- Prep Time: 10 minutes
- Cook Time: 25 minutes
- Serving: 4 - 8
Nutrition facts (per portion)
- Calories: 25
- Fat Content: 1g
- Saturated Fat Content: 0.2g
- Carbohydrate Content: 2g
- Sugar Content: 0.1g
- Fiber Content: 0.4g
- Protein Content: 2g
- Sodium Content: 0.01g
Weaning recipe: Salmon, pea & potato purée
Ingredients
- baking-potato - 1 medium baking potato (about 225g)
- salmon-fillet - 1 salmon fillet (about 115g)
- peas - 50g peas
- milk - splash of milk or knob of butter
Instructions
- Heat the oven to 200C/180C fan/gas 6. Wrap the potato in foil, place on a baking tray and roast in the oven for 1 hour 15 mins. Wrap the fish in a piece of foil, put on the same tray and continue cooking for a further 10 mins or until the fish is opaque and cooked through.
- Meanwhile, cook the peas in boiling water for 3 mins or until tender. Drain.
- Once cooked, halve the potato and scoop out the filling. Flake the fish, removing any bones and discarding the skin.

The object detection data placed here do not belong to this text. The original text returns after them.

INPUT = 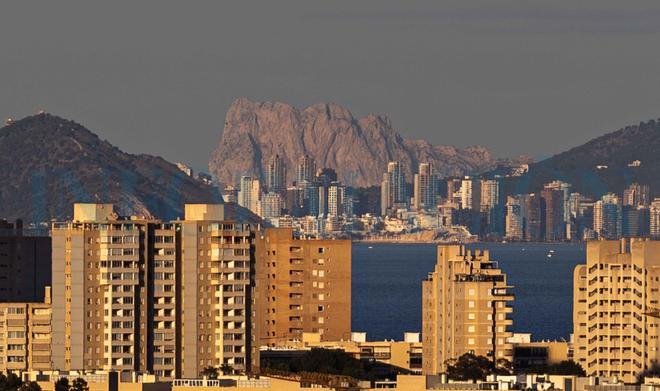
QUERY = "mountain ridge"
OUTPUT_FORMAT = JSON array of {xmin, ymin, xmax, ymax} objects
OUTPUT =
[
  {"xmin": 209, "ymin": 98, "xmax": 531, "ymax": 187},
  {"xmin": 0, "ymin": 113, "xmax": 222, "ymax": 222}
]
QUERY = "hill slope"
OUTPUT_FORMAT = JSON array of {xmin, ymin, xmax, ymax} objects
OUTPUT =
[
  {"xmin": 0, "ymin": 114, "xmax": 222, "ymax": 221},
  {"xmin": 509, "ymin": 120, "xmax": 660, "ymax": 197},
  {"xmin": 209, "ymin": 98, "xmax": 532, "ymax": 187}
]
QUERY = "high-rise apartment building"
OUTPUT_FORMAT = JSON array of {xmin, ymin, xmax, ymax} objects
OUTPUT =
[
  {"xmin": 266, "ymin": 155, "xmax": 286, "ymax": 193},
  {"xmin": 380, "ymin": 173, "xmax": 392, "ymax": 216},
  {"xmin": 177, "ymin": 204, "xmax": 259, "ymax": 377},
  {"xmin": 649, "ymin": 198, "xmax": 660, "ymax": 239},
  {"xmin": 413, "ymin": 163, "xmax": 436, "ymax": 210},
  {"xmin": 543, "ymin": 180, "xmax": 571, "ymax": 223},
  {"xmin": 0, "ymin": 288, "xmax": 52, "ymax": 373},
  {"xmin": 238, "ymin": 176, "xmax": 261, "ymax": 215},
  {"xmin": 622, "ymin": 182, "xmax": 651, "ymax": 207},
  {"xmin": 541, "ymin": 187, "xmax": 566, "ymax": 241},
  {"xmin": 594, "ymin": 193, "xmax": 623, "ymax": 240},
  {"xmin": 222, "ymin": 185, "xmax": 239, "ymax": 204},
  {"xmin": 461, "ymin": 176, "xmax": 481, "ymax": 212},
  {"xmin": 422, "ymin": 246, "xmax": 513, "ymax": 374},
  {"xmin": 447, "ymin": 178, "xmax": 463, "ymax": 205},
  {"xmin": 256, "ymin": 228, "xmax": 351, "ymax": 346},
  {"xmin": 573, "ymin": 239, "xmax": 660, "ymax": 383},
  {"xmin": 52, "ymin": 204, "xmax": 258, "ymax": 379},
  {"xmin": 380, "ymin": 162, "xmax": 409, "ymax": 215},
  {"xmin": 480, "ymin": 179, "xmax": 500, "ymax": 213},
  {"xmin": 296, "ymin": 155, "xmax": 316, "ymax": 183},
  {"xmin": 261, "ymin": 192, "xmax": 284, "ymax": 219},
  {"xmin": 328, "ymin": 182, "xmax": 346, "ymax": 216},
  {"xmin": 524, "ymin": 193, "xmax": 543, "ymax": 242},
  {"xmin": 505, "ymin": 194, "xmax": 525, "ymax": 240},
  {"xmin": 0, "ymin": 220, "xmax": 50, "ymax": 302}
]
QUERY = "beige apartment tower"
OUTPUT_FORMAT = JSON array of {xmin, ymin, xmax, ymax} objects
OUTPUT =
[
  {"xmin": 573, "ymin": 239, "xmax": 660, "ymax": 383},
  {"xmin": 422, "ymin": 245, "xmax": 514, "ymax": 375},
  {"xmin": 256, "ymin": 228, "xmax": 351, "ymax": 346},
  {"xmin": 0, "ymin": 287, "xmax": 52, "ymax": 373},
  {"xmin": 52, "ymin": 204, "xmax": 253, "ymax": 380}
]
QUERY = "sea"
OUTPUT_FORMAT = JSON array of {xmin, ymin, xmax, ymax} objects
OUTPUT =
[{"xmin": 352, "ymin": 242, "xmax": 586, "ymax": 341}]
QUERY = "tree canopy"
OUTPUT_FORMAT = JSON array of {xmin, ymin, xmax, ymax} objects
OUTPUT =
[{"xmin": 445, "ymin": 353, "xmax": 513, "ymax": 381}]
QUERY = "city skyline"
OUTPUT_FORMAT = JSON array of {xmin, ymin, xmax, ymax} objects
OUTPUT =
[{"xmin": 0, "ymin": 2, "xmax": 660, "ymax": 170}]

- Blitz the peas, potato and salmon in afood processor, adding a splash of milk or knob of butter if you like, to loosen the puree. Serve one portion and divide the rest between small containers and freeze.
Weaning recipe for 4 – 8 people, takes only 25 mins; recipe has baking potato, salmon fillet, peas and milk.